Just before dawn he felt the cougar’s presence. They were the most elusive of creatures, most prevalent in Idaho, Colorado and California. In all, there were maybe twenty thousand of them scattered across the country, but very few hikers, hunters or would-be photographers ever caught a glimpse of one. Connla figured that after twenty years in the business he was as good a tracker as anyone, and he sensed the arrival of this old male long before he heard him.
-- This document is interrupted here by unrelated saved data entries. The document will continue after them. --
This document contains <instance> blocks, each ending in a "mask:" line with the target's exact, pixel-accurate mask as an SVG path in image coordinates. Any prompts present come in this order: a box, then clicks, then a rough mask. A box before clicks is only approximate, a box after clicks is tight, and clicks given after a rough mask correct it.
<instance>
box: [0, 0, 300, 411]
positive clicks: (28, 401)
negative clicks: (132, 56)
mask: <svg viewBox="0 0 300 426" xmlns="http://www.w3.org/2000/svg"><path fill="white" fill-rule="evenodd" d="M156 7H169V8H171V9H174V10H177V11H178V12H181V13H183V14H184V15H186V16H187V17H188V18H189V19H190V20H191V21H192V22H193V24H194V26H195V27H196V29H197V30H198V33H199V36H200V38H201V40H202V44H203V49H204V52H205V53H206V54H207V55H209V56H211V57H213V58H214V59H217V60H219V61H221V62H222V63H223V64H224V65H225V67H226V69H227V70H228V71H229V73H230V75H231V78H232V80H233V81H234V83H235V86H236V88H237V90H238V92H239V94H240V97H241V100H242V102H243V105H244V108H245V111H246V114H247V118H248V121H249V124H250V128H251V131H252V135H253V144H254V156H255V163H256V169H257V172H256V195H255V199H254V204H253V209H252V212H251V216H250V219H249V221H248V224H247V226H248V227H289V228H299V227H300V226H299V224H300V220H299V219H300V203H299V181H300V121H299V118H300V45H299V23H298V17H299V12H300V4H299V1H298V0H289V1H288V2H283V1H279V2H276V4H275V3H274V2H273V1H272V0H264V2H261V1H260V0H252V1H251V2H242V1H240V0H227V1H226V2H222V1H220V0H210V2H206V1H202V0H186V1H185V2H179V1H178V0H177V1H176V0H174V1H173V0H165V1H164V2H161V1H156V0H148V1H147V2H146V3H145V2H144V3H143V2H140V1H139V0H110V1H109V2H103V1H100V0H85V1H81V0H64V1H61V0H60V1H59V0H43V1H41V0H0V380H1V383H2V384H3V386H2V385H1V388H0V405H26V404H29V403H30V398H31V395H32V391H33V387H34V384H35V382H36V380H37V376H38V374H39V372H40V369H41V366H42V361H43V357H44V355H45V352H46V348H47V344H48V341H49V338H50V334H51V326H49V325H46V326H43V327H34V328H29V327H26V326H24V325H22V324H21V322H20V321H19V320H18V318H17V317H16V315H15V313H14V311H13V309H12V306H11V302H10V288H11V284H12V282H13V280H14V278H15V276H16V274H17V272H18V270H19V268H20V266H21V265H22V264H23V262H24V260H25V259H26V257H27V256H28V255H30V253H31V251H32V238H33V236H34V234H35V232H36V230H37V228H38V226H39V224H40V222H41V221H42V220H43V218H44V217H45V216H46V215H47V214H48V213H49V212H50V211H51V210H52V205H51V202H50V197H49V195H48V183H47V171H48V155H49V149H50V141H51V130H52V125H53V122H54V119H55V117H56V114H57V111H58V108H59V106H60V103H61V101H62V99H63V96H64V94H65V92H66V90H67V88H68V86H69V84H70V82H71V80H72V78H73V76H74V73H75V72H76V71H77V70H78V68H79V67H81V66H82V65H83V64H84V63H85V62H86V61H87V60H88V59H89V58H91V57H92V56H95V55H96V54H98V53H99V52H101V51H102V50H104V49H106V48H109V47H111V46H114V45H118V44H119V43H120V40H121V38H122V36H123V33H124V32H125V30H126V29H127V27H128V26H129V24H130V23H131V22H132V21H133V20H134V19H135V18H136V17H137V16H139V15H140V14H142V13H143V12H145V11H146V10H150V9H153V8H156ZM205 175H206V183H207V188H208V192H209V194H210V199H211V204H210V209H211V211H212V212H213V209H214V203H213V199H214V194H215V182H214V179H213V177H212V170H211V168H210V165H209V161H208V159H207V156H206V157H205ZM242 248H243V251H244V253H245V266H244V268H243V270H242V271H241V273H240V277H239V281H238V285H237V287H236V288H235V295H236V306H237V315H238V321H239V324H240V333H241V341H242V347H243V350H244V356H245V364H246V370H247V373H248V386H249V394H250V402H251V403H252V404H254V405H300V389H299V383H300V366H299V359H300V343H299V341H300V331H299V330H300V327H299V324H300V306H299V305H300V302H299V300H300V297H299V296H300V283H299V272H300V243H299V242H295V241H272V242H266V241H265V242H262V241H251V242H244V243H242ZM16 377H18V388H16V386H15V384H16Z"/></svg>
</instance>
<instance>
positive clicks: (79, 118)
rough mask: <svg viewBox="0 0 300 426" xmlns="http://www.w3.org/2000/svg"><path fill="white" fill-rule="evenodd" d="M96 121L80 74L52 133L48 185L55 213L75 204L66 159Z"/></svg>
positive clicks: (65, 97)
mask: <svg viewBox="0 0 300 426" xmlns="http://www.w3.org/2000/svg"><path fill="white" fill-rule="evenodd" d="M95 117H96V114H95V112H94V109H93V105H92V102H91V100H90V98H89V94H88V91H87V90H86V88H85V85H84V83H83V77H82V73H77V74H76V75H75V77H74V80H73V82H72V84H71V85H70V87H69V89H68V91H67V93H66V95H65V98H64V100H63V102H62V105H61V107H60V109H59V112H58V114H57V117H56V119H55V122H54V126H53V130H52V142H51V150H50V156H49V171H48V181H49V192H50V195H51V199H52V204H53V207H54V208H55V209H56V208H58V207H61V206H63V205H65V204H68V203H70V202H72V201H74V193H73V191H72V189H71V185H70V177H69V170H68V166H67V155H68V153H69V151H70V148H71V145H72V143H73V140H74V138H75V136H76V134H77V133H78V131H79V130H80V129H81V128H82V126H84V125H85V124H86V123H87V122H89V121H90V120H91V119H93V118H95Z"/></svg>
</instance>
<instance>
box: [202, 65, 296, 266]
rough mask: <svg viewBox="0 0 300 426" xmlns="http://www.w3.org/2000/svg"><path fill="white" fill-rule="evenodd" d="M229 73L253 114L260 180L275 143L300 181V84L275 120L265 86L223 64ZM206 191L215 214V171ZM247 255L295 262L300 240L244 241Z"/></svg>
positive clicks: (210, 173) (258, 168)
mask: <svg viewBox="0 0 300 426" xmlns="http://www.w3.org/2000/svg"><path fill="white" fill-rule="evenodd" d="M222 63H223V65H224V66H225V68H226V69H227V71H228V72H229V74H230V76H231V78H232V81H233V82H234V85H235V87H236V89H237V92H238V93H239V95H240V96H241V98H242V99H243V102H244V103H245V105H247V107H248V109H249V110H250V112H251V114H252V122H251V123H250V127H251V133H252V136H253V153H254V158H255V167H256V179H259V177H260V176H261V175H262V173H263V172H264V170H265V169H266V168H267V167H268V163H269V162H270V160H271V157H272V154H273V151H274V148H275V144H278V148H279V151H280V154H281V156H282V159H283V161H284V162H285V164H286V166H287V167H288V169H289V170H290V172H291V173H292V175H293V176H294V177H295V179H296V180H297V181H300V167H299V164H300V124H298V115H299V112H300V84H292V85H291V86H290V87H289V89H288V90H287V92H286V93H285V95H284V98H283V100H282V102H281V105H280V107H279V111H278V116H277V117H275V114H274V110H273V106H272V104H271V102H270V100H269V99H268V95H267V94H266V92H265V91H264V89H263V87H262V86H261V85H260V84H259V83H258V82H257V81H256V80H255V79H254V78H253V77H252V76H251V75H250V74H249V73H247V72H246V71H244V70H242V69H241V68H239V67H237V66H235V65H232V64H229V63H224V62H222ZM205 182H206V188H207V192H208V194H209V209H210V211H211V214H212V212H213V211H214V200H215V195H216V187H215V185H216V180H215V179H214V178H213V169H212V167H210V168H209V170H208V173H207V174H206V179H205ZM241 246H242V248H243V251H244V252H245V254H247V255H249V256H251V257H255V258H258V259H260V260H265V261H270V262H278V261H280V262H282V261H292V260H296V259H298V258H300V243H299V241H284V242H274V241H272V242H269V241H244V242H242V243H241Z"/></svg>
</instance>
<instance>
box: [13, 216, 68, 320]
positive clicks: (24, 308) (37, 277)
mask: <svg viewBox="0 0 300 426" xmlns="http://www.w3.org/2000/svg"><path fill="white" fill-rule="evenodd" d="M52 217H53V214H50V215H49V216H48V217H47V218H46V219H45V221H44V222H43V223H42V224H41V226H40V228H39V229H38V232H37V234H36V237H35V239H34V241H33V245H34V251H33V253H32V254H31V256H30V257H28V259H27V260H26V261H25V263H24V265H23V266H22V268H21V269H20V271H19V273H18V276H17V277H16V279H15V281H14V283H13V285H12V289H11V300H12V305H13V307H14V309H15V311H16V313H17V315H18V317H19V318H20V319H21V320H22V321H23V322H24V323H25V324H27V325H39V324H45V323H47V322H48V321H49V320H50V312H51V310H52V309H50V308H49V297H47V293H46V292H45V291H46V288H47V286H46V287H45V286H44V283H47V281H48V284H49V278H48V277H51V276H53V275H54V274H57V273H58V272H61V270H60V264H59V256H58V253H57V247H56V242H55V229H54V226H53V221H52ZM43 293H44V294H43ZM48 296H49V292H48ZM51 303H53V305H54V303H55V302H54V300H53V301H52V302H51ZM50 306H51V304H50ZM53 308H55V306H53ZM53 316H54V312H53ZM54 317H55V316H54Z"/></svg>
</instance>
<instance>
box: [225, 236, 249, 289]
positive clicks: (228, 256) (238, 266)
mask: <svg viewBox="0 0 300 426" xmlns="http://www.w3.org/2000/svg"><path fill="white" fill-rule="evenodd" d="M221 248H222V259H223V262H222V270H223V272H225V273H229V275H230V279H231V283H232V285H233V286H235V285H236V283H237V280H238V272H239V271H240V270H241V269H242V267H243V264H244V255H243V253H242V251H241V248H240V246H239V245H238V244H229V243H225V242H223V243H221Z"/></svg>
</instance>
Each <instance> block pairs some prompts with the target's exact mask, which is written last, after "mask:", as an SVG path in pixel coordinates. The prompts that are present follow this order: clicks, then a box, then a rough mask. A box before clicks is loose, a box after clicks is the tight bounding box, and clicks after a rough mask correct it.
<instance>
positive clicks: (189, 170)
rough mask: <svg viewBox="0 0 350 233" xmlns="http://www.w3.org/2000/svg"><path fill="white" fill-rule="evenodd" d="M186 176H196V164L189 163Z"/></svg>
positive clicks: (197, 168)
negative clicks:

The owl had left the tree, the rain had stopped and the wind was coming in from the north. Connla licked his finger and rechecked its direction, just to make sure his scent wouldn’t be picked up by the cougar, then he eased himself back against the pale trunk of the cottonwood and readied his rifle. The cougar was still in cover, just at the tree line above him. Connla could hear him moving through the scrub and tangles of undergrowth—slow, stealthy footpads, all but undetectable. Then he broke cover, keeping low to the ground.
A pale moon shortened the shadows and Connla’s night sight was well attuned after the hours he had spent in the tree. The cougar was a dark shape against the thinly covered hillside. The sheep could smell him and they huddled together restlessly. There was no protection for them here; the lights of Joe Hollow Horn’s house were a good 500 yards further down the valley. Connla lifted the dart gun, holding it lightly round the stock. The cougar had paused, one foot up like a pointer, his large flat head almost directly beneath Connla’s position, ears back, flattened against his skull. He was big all right, tail whipping silently from side to side, shoulder muscles punching his hide as he moved forward again. There was no sound now, every movement was instinctive, as soft and silent as the night.